One such organisation which could be said to fit into all three categories is the International Crisis Group, who have recently released their assessment of ten conflicts to watch in 2021 - see here

The article provides a good summary of the current situation, how that was reached, and key issues. Their regular releases during the year contain specific recommendations for all parties in a situation - recommendations framed for governments and leaders to be able to act on, should they so choose.

(The conflicts are Afghanistan, Ethiopia, the Sahel, Yemen, Venezuela, Somalia, Libya, Iran-USA, Russia-Turkey, and climate change.)

Moving slightly away from war, to crimes that also encompass horrific abuses committed on individuals, but to a scale that is egregious, we come to genocide and crimes against humanity

In my opinion, the actions of China in Tibet meet the definition of genocide. 

From the Genocide  Convention (Article II)

In the present Convention, genocide means any of the following acts committed with intent to destroy, in whole or in part, a national, ethnical, racial or religious group, as such:
(a)    Killing members of the group;
(b)    Causing serious bodily or mental harm to members of the group;
(c)    Deliberately inflicting on the group conditions of life calculated to bring about its physical destruction in whole or in part;
(d)    Imposing measures intended to prevent births within the group;
(e)    Forcibly transferring children of the group to another group.
The first issue to consider is that of motivation. 

The CCP has a long history of religious discrimination with policies against religion included in official documentation  (see here, here, and here) - all with, mind you, a touch of hypocrisy (see here and here).

After China's violent invasion of Tibet, China's abuses in Tibet have included deliberate suppression of religion, deprivation of life, disappearances, torture, poor prison conditions, arbitrary arrest and detention, denial of fair public trial, denial of freedom of speech, political and religious repression, forced abortions, sterilisation, and infanticide.

In other words: 

  • the motivation is proven by official documents, at least as far a religion goes, which was a key aspect of Tibetan culture before 1959; 
  • the acts cover items (a), (b), (c), and (d) of Article II of the convention. 

I consider it likely proof exists of the CCP's motivation of destruction with regard to the other acts - perhaps most notably by the large scale movement of Han Chinese into Tibet, but proving that may be difficult.
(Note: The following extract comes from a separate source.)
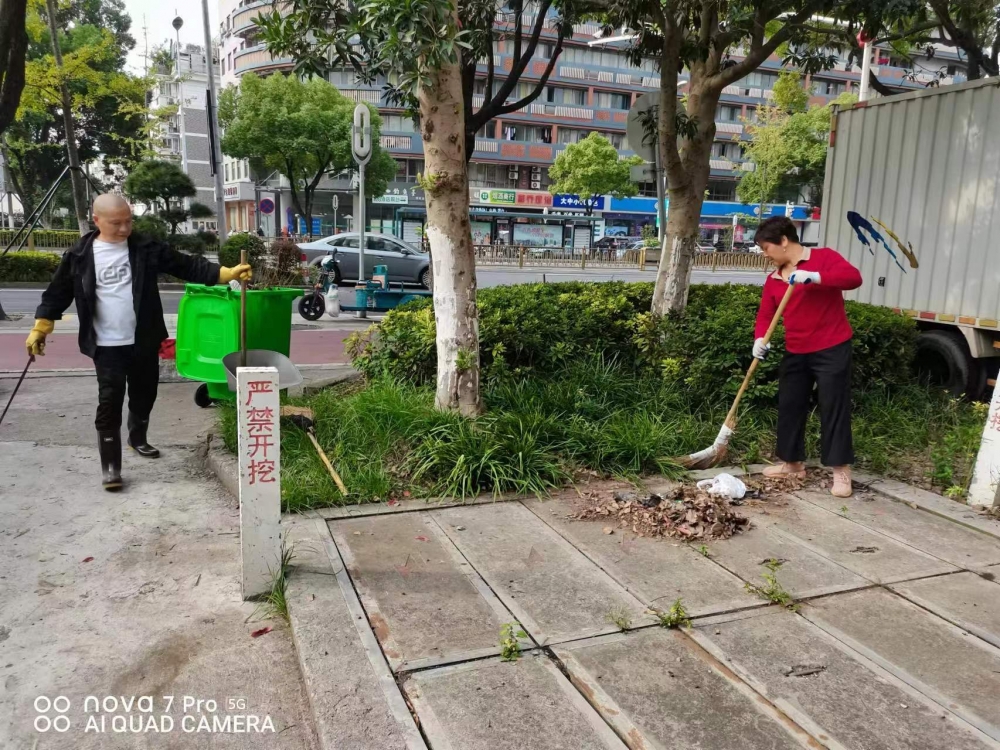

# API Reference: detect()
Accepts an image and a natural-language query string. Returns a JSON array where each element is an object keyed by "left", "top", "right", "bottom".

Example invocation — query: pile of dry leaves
[{"left": 571, "top": 486, "right": 750, "bottom": 540}]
For more on this, see here (on the cultural genocide), here, here (which has a useful reminder of the abuses in China), and here.

More recently, there has been concern over China's actions against the Uyghur, particularly in the western province of Xinjiang.
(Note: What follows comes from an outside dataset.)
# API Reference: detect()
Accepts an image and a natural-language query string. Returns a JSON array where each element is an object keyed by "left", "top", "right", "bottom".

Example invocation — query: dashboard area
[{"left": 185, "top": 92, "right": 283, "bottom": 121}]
The trigger for me writing this part of this post was an article in "The Economist" titled "The persecution of the Uyghurs is a crime against humanity"

In actuality, those actions have already been categorised as a genocide by some - the actions include forced sterilisation (Genocide Convention Article II (d) ), for instance, as well as other abuses. The anti-religion aspect reflects the anti-Tibetan Buddhism aspects of the China's actions in Tibet, and this article includes the following: 

One factor that predicts whether a genocide will occur is whether it already happened in a place once, or if the same perpetrators carried out a genocide somewhere else and then used their playbook in a second place.

For example, Germany’s Second Reich exterminated the Indigenous Herero and Nama people in 1904 in the African country now known as Namibia. The techniques, the perpetrators, and the motivations were refined, updated, and used a few decades later in the Holocaust. Same perpetrators, different location.

The United States carried out a genocide against the American Indians and used many similar techniques of enslavement and brutality against Blacks. Same perpetrators, same location.

China is another example: first a genocide against the people of Tibet, then against the Uighurs.
The actions of China against ethnic minorities in Tibet and Xinjiang are gravely concerning; the actions of China against Hong Kong have shown the "one nation, two systems" claim to be a lie; repression within China is concerning; and the actions of China against other nations have raised serious concerns about how peaceful China's intentions are. 

The Economist article linked to above included the following sub-title: 

"It is also the gravest example of a worldwide attack on human rights."

The addition to The Economist's article, this article on China's abuses in Hong Kong raised the risk to the world order, and this assessment by Human Rights Watch is titled "China’s Global Threat to Human Rights"

I consider it fair to say that there are reasonable grounds for considering China is likely committing two genocides. 

Under the Genocide Convention, which is part of international law, other nations are obliged to act. 

Infamously, the USA has tied itself in word knots trying to allege there are differences between "acts of genocide" and genocide, which is a disingenuous lie that was indulged in for political comfort at home.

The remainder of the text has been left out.